Well here we are half way between the BAFTAs and the Oscars – the British Academy Awards and the Academy Awards proper. I say the Academy Awards proper as opposed to the American BAFTAs which is what the Americans say about some of their things.
They described Casualty as the British ER when Casualty was on over here way before ER – it's just something they do, I suppose, thinking that anything on television started over there.
The number one TV show over there is Dancing With the Stars which is a BBC Production (they even produce it) taken from Strictly Come Dancing which is a hit over here.
Their title is better, of course, but 'Strictly' – as they call it here – is taken from a very old popular show on TV called Come Dancing which was a top dancing show for many years over here; it was a competition between professional ballroom dancers. Sometimes there would be solo dancers and sometimes formation. I have to say it was very impressive, even though I hardly watched it, and my parents and most people of their age, then, loved it.

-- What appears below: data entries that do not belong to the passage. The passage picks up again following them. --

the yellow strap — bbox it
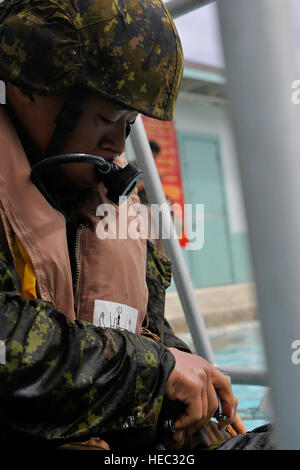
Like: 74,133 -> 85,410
14,236 -> 37,300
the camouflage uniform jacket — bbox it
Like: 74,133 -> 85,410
0,115 -> 187,448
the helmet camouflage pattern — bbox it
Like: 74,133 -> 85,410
0,0 -> 183,120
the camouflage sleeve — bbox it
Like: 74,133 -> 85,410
0,251 -> 174,446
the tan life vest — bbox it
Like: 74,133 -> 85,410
0,108 -> 148,333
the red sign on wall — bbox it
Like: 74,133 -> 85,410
143,116 -> 188,246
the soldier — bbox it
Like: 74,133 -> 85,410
0,0 -> 245,449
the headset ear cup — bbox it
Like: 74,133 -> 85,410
126,122 -> 131,139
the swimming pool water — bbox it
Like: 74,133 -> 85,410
177,322 -> 271,431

In the 1980s TV series, Edge of Darkness, Joe Don Baker played a CIA agent and would praise to the skies Come Dancing saying what a great show to have on television – yes, by the way, the same Edge of Darkness which was a recent feature film and totally unwatchable.
So next week I will miss the Oscars which was something I really enjoyed; I enjoyed the day with the parties, the pizzas and the razzamatazz.

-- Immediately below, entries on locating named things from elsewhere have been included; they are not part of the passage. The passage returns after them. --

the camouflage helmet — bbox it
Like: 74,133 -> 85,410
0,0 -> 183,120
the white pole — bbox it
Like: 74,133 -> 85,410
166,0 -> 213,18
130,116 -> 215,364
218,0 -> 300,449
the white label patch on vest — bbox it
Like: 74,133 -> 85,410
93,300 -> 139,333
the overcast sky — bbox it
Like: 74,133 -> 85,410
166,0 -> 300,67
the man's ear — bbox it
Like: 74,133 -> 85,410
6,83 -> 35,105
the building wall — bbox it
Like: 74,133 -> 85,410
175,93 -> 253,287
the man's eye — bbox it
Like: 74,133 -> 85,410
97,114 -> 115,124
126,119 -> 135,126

We lived close enough to the place where the Oscars are held each year to be affected by it and, of course, it took them a week to get the streets ready, so at the moment I can imagine the streets of Hollywood will be blocked off. Hollywood Boulevard itself will be for pedestrians only; it is interesting as you can go and look at the rehearsals they hold in the street.
Not with stars, of course, but with extras; they get out of limos and other extras are in the crowd and cheer them; it's a rehearsal for the cameras and they do as much as they can.
They have tarpaulins in case of rain which very rarely have to be used and they build a bridge across Hollywood Boulevard to use for interviews and camera shots.
All the windows opposite, in the Roosevelt Hotel and other places, are blocked off and there is nowhere you can go on the boulevard to look through windows.
The people you see cheering have tickets to sit in those places and the security is so tight that on the day you cannot walk along Hollywood Blvd without going through security cages and being felt all over by faceless security people.
Hollywood Blvd goes from east to west and so do all the other streets with Boulevard as their tag – Sunset, Melrose and Beverly.
At about eleven-o-clock on the day of the awards, the limos have to line up on Beverly Blvd with the VIPs who are attending the show.
Inside the limos the nominees are being comforted as they sit in the big line of traffic and when they reach Hollywood Blvd they arrive in a pre-ordained order.
I have noticed that the big stars arrive later and the smaller ones and the technical nominees arrive very early; when the limos drop them off they go around the corner to the Highland Centre Parking lot.
When it's all over I should imagine it's a mess of confusion trying to find your limo – one year Steven Spielberg was interviewed holding a load of coats as he waited for both the limo and his wife – just like we've all stood waiting for our women holding bags and coats.
Standing around inside the theatre are people called seat fillers; these are people dressed formally who sit in seats as soon as one of the stars gets up to either present an award, receive one of just goes to the loo.
When I moved there in 1995, I knew someone who had worked on the production side of the awards many times, and he told me about the seat fillers and I tried to get in on it, just for the crac, but I was told they didn't need anybody else.
After the awards there are plenty of parties, plenty of after the awards TV shows and interviews; some of the shows are at the parties (never inside) and the day after, the LA Times is full of the red carpet pictures and Academy Awards stories and the day after that it all stops till the end of the year; that's when all the films, who will be nominated for the following year's Academy Awards, will be released. The reason for this is that the films which come out in the first six months or so of the year are forgotten.
The Iron Lady, for example, was released in the last week of December and some films over the years have been released on December 31st – the last qualifying day. Sometimes those films only play for one week, to get the qualification in, and are released later.
One film that would have been nominated for Oscars was Bloody Sunday which was a British film but some clever clogs put it on TV in Britain first which disqualified it.
There are Oscar shows in Australia, Britain, Japan, Norway and probably many more but there is only one Oscar show and that's in Hollywood.
This year Billy Crystal will be presenting which means that Jack Nicholson will probably go so he can sit in the front row so Billy can make jokes about him.
The show, the razzamatazz, the people, the paparazzi and everything else is great fun but it doesn't mean anything at all.
The best actor, the best film and everything else is something that cannot be defined. It's only an opinion – I mean how can you compare one acting performance to another. One of the greatest performances by an actor one year was by Eddie Murphy in Beverly Hills Cop – he wasn't even nominated!
By the way, the name of the theatre, where the Academy Awards are held, is the Kodak Theatre and the company, Kodak, have just gone into Bankruptcy. They had signed a 20 year sponsorship deal in 2000 and because of their bankruptcy they had hoped to take their name off the theatre; a bankruptcy judge ruled that they could but the owners don't want that to happen; so we shall see what it will be called next year.